Search code examples
javalocaledecimalformatiso-639

DecimalFormatSymbols has unexpected region specific values for unorthodox locales


With help of DecimalFormatSymbols you can request locale-based characteristics, such as decimal separator or thousands separator.

As long as you request it for usual language tags (e.g. de-AT, en-US) it works as expected. But if you mix language-country combinations it behaves odd. Especially, let's take a look at the thousands separator. (for english it is ,, for german it is .)

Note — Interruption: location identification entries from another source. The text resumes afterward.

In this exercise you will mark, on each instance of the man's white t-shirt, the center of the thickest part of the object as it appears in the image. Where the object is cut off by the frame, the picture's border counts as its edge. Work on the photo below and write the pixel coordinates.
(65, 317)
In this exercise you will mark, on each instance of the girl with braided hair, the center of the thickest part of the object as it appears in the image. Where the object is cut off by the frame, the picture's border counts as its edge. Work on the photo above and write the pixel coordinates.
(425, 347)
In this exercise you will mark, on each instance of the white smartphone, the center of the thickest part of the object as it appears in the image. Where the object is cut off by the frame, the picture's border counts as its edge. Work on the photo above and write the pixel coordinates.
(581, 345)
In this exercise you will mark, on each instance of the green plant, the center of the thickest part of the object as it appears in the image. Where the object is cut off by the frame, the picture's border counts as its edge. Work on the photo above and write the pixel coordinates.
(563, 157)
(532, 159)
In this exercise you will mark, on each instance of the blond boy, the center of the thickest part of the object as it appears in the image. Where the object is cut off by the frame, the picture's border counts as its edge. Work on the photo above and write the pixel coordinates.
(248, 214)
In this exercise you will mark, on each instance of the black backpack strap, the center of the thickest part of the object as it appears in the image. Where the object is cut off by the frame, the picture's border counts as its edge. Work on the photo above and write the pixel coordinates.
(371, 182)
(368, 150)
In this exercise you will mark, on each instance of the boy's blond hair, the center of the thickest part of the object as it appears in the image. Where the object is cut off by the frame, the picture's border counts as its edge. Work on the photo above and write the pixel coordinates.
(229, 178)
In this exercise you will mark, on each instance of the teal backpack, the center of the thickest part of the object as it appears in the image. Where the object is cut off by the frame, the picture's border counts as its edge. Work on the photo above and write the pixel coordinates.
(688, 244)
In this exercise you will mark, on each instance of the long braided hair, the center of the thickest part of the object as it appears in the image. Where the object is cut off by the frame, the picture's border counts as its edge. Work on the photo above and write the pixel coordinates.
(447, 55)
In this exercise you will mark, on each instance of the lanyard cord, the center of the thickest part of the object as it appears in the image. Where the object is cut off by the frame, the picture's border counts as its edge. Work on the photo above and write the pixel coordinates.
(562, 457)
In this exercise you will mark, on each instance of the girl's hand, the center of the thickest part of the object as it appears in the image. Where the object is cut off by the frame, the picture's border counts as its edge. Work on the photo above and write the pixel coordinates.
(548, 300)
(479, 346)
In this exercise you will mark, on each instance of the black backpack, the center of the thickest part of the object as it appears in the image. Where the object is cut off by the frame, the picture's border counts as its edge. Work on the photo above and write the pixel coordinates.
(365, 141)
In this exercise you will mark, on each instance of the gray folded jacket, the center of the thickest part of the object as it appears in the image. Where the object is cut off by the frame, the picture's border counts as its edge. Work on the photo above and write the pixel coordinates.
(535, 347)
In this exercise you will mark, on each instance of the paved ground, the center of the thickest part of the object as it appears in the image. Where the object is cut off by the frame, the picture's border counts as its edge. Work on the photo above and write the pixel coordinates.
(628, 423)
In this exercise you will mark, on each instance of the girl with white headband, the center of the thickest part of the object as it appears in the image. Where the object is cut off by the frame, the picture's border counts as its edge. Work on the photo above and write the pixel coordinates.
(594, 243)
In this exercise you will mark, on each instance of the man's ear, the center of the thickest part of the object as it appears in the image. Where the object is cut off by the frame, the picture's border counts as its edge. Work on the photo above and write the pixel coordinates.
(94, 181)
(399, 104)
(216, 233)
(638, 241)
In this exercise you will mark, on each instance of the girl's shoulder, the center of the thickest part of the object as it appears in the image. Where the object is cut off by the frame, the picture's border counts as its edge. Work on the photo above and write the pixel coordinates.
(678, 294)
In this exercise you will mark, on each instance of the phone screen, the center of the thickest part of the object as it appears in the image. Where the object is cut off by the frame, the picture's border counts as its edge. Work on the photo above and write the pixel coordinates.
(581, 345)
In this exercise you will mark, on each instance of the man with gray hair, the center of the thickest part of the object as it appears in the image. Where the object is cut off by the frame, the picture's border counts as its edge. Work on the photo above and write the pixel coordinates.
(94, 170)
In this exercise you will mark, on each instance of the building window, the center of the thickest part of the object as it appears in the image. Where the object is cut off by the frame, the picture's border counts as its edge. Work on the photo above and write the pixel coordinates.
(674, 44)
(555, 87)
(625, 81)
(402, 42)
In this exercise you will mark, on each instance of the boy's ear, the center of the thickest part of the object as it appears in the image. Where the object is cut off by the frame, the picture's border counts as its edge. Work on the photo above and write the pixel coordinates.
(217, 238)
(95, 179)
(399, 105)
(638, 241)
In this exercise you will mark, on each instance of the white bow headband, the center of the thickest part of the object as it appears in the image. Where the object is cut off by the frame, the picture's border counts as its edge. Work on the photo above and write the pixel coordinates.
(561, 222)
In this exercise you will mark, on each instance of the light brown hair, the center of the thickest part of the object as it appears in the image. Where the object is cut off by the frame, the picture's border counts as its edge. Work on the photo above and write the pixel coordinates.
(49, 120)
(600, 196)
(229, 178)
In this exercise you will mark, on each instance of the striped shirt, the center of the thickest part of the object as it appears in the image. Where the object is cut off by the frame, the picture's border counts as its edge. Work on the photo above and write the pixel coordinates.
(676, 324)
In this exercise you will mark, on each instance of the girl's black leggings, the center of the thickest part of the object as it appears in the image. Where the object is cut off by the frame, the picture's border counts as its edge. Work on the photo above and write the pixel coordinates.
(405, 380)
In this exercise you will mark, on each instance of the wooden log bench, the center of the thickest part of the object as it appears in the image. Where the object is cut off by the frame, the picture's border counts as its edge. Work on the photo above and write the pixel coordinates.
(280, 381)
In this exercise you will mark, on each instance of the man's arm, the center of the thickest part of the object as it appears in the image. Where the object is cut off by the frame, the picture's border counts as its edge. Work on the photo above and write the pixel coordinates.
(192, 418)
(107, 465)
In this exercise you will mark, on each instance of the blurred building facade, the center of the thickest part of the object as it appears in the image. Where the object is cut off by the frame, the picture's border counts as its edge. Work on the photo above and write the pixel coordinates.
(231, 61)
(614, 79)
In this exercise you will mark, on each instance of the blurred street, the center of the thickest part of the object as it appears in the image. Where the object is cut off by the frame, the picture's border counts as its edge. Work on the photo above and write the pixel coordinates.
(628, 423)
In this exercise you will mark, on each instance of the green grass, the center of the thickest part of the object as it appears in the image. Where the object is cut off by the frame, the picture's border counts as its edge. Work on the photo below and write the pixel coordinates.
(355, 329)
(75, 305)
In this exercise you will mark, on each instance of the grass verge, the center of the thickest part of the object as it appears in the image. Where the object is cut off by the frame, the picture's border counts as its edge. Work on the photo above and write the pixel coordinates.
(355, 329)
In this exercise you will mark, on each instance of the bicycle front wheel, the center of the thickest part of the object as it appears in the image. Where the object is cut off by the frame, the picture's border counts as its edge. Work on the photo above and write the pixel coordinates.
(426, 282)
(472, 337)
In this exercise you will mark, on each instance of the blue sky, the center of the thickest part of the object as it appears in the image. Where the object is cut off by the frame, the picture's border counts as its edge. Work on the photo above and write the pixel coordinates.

    System.out.println("en-US: " + DecimalFormatSymbols.getInstance(Locale.US).getGroupingSeparator());
    System.out.println("de-DE: " + DecimalFormatSymbols.getInstance(Locale.GERMANY).getGroupingSeparator());
    System.out.println("de-US: " + DecimalFormatSymbols.getInstance(new Locale.Builder().setLanguage("de").setRegion("US").build()).getGroupingSeparator());
    System.out.println("de: "+DecimalFormatSymbols.getInstance(new Locale.Builder().setLanguage("de").build()).getGroupingSeparator());
    System.out.println("DE: " + DecimalFormatSymbols.getInstance(new Locale.Builder().setRegion("DE").build()).getGroupingSeparator());
    System.out.println("ru-RU: " + DecimalFormatSymbols.getInstance(new Locale.Builder().setLanguage("ru").setRegion("RU").build()).getGroupingSeparator());
    System.out.println("RU: " + DecimalFormatSymbols.getInstance(new Locale.Builder().setRegion("RU").build()).getGroupingSeparator());

The result is:

en-US: ,
de-DE: .
de-US: .
de: .
DE: ,
ru-RU: 0x160
RU: ,

For de-US it indicates a dot as separator which represents the separator in german but not for US. As if it only takes the language tag into account.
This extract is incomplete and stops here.